First, I have to stop and stare. 

I was just thinking about this poem this morning in the shower. I was trying to remember if I'd actually blogged about it or just intended to.

Of all the poems in all the world...

"Ok, first, it's not the 'Road Less Traveled'"

"Are you sure?"

(Cue the dead-eyed are-you-kidding-me Mom stare back.)

"Um, yes. Positive. The entire truth of the poem is there actually is no road less traveled, only one not taken."

The speaker of the poem, you see, wants to be more than human. He resents being limited to the perspective of the present and wants the option to take every road, every time. Multiple lifetimes, sliding doors, what-ifs: it's the human condition of impossibility in four stanzas. 

But it really takes off in that last stanza. Because this clever speaker knows there was no road less traveled, just a choice that had to be made in the time he had, and no amount of rationalization and dreamy possibilities will ever bring him back to that same choice again. Even if he made the same walk tomorrow, he's never really setting out from the exact same place again, because every step changes him. And yet. And yet. He is keenly aware that when the memory of this walk is in the distant past, it will take on overtones and meanings packed with far more implications than were ever really there to being with. It will be, as it always is, memory creating its own realities to absolve and salve an aging conscience.  Of course, that might be its own kind of truth, from a certain point of view. But it's not really honest.

"That's why I groan whenever someone starts reading this poem at momentous occasions," I interjected at this point. "It demonstrates a complete lack of critical reading. To pretend that there really was a road less traveled that made 'all the difference' is to miss the entire point of the poem!"

"So, did you just always think this way or did you learn how to do that?"

I smile. "The entire point of a liberal education is to learn how to think, to understand different ways of thinking, and to be able to see multiple points of view."

"Well, that makes me feel better."

"And, clearly, we've crossed that one off the funeral readings."

She laughed.

"I would tell you which one I want read, but I wouldn't do that to you."

"What is it?"

"Little Gidding by T.S. Eliot. But for a read-aloud, it's just not doable. People would be glazing over a quarter of the way through. Okay, maybe a couple of English majors would stick with you, but everyone else will be looking for the exit."
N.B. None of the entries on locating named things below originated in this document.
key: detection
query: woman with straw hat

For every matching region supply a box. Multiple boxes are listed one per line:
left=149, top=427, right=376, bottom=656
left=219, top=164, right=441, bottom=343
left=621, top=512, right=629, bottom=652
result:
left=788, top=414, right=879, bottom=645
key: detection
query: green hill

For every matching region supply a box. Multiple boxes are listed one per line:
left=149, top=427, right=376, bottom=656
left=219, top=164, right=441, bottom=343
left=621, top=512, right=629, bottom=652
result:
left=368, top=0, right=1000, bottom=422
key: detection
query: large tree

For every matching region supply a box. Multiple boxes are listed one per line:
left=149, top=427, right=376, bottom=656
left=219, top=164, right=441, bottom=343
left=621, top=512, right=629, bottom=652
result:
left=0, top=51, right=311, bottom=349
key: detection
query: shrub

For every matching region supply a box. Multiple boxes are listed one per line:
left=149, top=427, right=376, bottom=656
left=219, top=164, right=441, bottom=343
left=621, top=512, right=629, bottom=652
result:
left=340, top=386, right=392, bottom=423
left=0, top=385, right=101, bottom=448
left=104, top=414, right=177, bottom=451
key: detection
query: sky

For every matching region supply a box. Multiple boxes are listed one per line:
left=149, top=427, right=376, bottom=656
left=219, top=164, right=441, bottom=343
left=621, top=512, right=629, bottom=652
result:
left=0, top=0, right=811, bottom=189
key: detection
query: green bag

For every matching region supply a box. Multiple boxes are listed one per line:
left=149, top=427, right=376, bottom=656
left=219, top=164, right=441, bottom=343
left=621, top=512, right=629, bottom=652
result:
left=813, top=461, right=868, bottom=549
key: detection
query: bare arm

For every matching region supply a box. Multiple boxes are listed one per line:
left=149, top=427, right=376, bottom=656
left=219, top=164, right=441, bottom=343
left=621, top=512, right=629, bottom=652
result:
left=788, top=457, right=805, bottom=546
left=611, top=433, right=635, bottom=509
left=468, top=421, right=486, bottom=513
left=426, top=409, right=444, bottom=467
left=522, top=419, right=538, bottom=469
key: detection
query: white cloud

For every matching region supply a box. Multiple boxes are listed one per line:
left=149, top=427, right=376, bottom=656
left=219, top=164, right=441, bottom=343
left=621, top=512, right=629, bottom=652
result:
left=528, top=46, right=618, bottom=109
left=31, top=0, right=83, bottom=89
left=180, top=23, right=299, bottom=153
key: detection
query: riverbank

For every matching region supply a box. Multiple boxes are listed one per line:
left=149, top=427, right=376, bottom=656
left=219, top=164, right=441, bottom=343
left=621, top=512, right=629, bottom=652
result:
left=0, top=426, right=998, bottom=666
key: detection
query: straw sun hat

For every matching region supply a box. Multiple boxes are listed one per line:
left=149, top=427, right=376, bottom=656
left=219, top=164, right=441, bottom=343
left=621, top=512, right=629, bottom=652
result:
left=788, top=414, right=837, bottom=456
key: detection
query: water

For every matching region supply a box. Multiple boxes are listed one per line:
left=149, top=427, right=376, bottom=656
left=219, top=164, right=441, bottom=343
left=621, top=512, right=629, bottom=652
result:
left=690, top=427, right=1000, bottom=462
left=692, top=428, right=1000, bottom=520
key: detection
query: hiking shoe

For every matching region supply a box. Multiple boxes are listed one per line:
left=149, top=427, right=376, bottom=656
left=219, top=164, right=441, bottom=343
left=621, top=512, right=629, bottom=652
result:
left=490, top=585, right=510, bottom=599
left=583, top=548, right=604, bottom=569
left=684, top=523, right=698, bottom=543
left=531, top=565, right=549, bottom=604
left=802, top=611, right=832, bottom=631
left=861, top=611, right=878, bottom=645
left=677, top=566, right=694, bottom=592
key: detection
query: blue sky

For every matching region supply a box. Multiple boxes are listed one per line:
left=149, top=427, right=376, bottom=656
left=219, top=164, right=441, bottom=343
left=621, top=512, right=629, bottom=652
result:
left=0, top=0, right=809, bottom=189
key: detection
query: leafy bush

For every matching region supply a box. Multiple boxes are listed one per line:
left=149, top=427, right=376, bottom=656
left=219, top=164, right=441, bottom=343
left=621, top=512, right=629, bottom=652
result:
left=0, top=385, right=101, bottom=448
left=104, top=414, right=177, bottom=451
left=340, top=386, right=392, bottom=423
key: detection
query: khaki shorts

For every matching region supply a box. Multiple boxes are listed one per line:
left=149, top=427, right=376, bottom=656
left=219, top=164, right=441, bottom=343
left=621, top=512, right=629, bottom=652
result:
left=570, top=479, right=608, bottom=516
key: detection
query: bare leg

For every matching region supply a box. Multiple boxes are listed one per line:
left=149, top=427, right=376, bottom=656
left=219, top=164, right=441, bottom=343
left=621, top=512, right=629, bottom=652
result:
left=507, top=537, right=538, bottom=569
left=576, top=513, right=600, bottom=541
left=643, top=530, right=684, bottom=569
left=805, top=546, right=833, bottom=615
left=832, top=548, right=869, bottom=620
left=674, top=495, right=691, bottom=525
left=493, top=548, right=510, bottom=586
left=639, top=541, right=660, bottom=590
"You know I'd do it for you."

"It's like 2000 words. Trust me. Nobody wants to sit through that.  Maybe you can just read the ending for me."

"Okay, deal."

Because, really, as T.S. Eliot so beautifully illustrates, while Frost only intimates, all roads, in the end, become one.



With the drawing of this Love and the voice of this Calling
We shall not cease from exploration
And the end of all our exploring 
Will be to arrive where we started 
And know the place for the first time. 
Through the unknown, unremembered gate 
When the last of earth left to discover 
Is that which was the beginning; 
At the source of the longest river 
The voice of the hidden waterfall
And the children in the apple-tree

Not known, because not looked for 
But heard, half-heard, in the stillness
Between two waves of the sea.
Quick now, here, now, always-- 
A condition of complete simplicity
(Costing not less than everything)
And all shall be well and
All manner of thing shall be well
When the tongues of flames are in-folded 
Into the crowned knot of fire 

And the fire and the rose are one.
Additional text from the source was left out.